I’ve taken a poll and it’s official that weathermen are useless. (I’ll precede this anecdote by adding that I’m in Santa Rosa, CA for the Bissell team camp. More on that later.)Take today for example: This entire week, Thursday has been forecasted as the nice day sandwiched between a week of rainy days. Most forecasts on the various news and weather channels gave Thursday the “most sunny” or “small chance of showers” call. As a result we booked our photo shoot at the local municipal airport, because of lots of space, no traffic, and neato airplanes in the background. Yet, when I woke up this morning and flipped on the TV, there’s suddenly two inches of rain predicted for the day. TWO INCHES! How do you screw that up? The only way two inches of rain can accumulate is if it downpours rain the entire day. I’m speechless…
Most of January in Asheville has been a similar story. I set out most weeks trying to mash as many hours on the bike as possible. I’m a salt-of-the-earth New Englander and fully appreciate the four seasons, even if it makes me cringe as a bike rider when I see cold and snow in the forecast. Asheville isn’t pure Southern living and therefore definitely has four seasons, but just slightly less dramatic than New England. However, in the words of Lloyd Christmas, what really chaps my ass is when a particular day is given a 0% chance of rain, but not even 90 minutes into a four hour ride, I’m stuck in a blizzard! This picture is at the very start of the storm and I couldn’t get another shot in later since I was worried about not feeling my fingers and dropping my camera.
That and because the temperature dropped about 20 degrees, it was snowing sideways, and I was fearing for my life on account of the dangerous weather and the horrendous drivers. Yikes. Visibility dropped to four feet, my bike was caked in snow (a la TUSB), and it was accumulating fast. Apparently I’m soft because that ride was cut slightly short.

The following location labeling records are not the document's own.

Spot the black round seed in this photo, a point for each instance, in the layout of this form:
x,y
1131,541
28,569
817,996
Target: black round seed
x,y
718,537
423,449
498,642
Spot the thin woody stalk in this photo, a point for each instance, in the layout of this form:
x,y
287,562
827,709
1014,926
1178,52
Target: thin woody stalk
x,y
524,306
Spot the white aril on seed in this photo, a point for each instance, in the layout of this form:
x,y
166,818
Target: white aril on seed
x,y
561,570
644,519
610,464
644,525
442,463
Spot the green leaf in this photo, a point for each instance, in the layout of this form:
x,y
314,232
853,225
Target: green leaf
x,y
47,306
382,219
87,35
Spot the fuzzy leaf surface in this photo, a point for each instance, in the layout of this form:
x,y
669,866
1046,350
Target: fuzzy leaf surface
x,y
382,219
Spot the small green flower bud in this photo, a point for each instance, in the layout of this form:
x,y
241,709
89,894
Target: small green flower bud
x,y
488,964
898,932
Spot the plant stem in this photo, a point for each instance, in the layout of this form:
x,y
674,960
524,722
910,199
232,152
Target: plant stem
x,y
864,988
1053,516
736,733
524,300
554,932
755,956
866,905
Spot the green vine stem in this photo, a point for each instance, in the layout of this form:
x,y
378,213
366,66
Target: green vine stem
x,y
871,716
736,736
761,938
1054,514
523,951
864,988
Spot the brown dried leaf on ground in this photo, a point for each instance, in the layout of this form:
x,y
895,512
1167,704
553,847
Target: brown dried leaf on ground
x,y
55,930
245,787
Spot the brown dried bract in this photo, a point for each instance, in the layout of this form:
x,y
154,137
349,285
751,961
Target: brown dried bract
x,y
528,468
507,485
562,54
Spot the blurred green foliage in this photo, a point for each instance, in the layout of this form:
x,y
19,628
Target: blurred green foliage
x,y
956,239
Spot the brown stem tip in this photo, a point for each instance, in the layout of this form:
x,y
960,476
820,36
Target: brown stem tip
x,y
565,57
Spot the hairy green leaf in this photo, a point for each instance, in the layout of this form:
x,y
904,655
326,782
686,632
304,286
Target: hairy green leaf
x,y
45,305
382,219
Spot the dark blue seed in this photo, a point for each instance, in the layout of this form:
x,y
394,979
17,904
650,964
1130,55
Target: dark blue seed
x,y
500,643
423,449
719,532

At the end of the day, I suppose what really riles me up is the degree by which the weathermen are wrong. It’s not just being wrong by predicting sleet and having it actually snow; nope, it’s the forecast that’s 180 degrees from reality that bugs me. There’s all sorts of stupidly named weather forecasting machines, like “FutureCast 3000.” I think a more aptly named device – and far less expensive – is the “Flip-A-Coin-Point-Two-Five.” Or perhaps they should just issue a disclaimer at the end to the effect of the weather blurb saying, “…buuuuuuuut truth be told, we really have only a one in ten chance of being correct on this. One. Not a bad idea to take along the umbrella.” Uggh, it bugs the heck outta me.
On a lighter note, the team has descended upon Santa Rosa for the first group meeting of 2008. It’s kind of like Christmas in January with tons of new stuff: bikes, gear, clothes, swag, etc. It’s a blast. Yup, camp is officially underway, and we’re spending today socked inside and taking lots of pictures. It’s a lengthy process that makes me feel like some cross between a professional model and an observer-of-paint-drying. Here’s Aaron with an entire team of photographers hard at work.
But after a tough day of sitting on our butts, professional athletes really need to refuel, so here’s a smorgasbord of tasty lunch meets, tortillas, carrots, cookies, salsa, and more. Yum.
Lots of long and difficult rides on the horizon, so wish us good luck with the weather. Lord knows the forecast is a far cry from what it’ll turn out to be.
Oh, and in other news, today is mybirthday. I don’t know if it’s just a coincidence or because I’m awesome, but I’m the featured Rider of the Day on Velonew’s beta site today. Yeeaaahhh, chances are good it’s on account of being awesome.